9. Singapore announced amendments to the Legal Profession Act, 1966 allowing Conditional Fee Arrangements in certain legal proceedings. The proposed bill for the same can be accessed here.


Supreme Court

1. The Court does not have the power to modify an arbitral award passed under section 34 of the Arbitration and Conciliation Act, 1996 (The Project Director, National Highways Authority of India v M. Hakeem & Anr)

The question of law that was raised in this case was whether the power of a court under Section 34 of the Arbitration and Conciliation Act, 1996 to ‘set aside’ an award of an arbitrator would include the power to modify such an award. The Court observed that section 34 of the 1996 act is modelled on the UNCITRAL Model Law on International Commercial Arbitration, 1985, under which powers to modify an award is not given to a court hearing a challenge to an award. The Court held that Section 34 of the Arbitration Act, 1996 cannot be held to include within it a power to modify an award.

2. Award of an emergency arbitrator passed in an India-seated arbitration is enforceable in India ( NV Investment Holdings LLC v Future Retail Limited & Ors)

The question of law that was raised in this case was whether the award of an emergency arbitrator is recognized under the Arbitration and Conciliation Act, 1996, and whether it is enforceable under Indian law.

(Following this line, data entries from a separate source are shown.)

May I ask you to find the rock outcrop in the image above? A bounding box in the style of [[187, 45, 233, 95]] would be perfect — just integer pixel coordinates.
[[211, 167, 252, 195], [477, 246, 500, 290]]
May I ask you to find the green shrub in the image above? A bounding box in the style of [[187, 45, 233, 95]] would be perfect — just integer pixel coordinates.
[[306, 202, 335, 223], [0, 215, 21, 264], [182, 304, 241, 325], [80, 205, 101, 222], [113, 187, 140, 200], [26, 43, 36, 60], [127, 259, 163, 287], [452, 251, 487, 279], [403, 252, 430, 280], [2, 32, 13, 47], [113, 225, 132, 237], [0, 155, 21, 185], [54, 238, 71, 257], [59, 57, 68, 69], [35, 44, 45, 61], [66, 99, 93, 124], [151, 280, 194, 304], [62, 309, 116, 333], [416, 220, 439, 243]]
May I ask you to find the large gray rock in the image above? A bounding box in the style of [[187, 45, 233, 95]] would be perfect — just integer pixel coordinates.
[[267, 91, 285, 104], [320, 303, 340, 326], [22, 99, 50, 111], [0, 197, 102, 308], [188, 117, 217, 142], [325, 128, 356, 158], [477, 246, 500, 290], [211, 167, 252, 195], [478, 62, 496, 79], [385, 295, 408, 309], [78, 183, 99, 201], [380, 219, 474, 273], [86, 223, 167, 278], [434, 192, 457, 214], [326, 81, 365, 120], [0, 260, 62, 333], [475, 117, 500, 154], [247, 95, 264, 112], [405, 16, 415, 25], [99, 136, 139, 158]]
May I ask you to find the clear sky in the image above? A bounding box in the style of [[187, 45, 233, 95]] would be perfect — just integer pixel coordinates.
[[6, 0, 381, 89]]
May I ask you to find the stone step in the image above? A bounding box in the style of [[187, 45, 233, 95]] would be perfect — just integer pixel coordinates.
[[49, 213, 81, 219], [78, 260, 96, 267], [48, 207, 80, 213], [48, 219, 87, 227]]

The Supreme Court referred to the definition of ‘arbitration’ under Section 2(1)(a) of the Arbitration and Conciliation Act, 1996. As per Section 2(1)(a), ‘arbitration’ means any arbitration, whether or not administered by a permanent arbitral institution, which when read with Sections 2(6) and 2(8) of the Arbitration and Conciliation Act, 1996 would make it clear that even interim orders that are passed by emergency arbitrators under the rules of a permanent arbitral institution would be included.

3. The Constitution of an arbitral tribunal does not bar courts from adjudicating on applications seeking an interim relief (Arcelor Mittal Nippon Steel India Ltd v Essar Bulk Terminal Ltd)

The question of law that rose before the Court was whether a Commercial Court can entertain an application seeking interim relief after the arbitral tribunal has been constituted under the Arbitration and Conciliation Act, 1996. The Court held that under the Arbitration and Conciliation Act, 1996, even after the constitution of an arbitral tribunal, the Commercial Court cannot be denied the power to grant interim relief. The Court upheld the decision of the Gujarat High Court to allow the Commercial Court to proceed to complete the adjudication on the interim relief applications.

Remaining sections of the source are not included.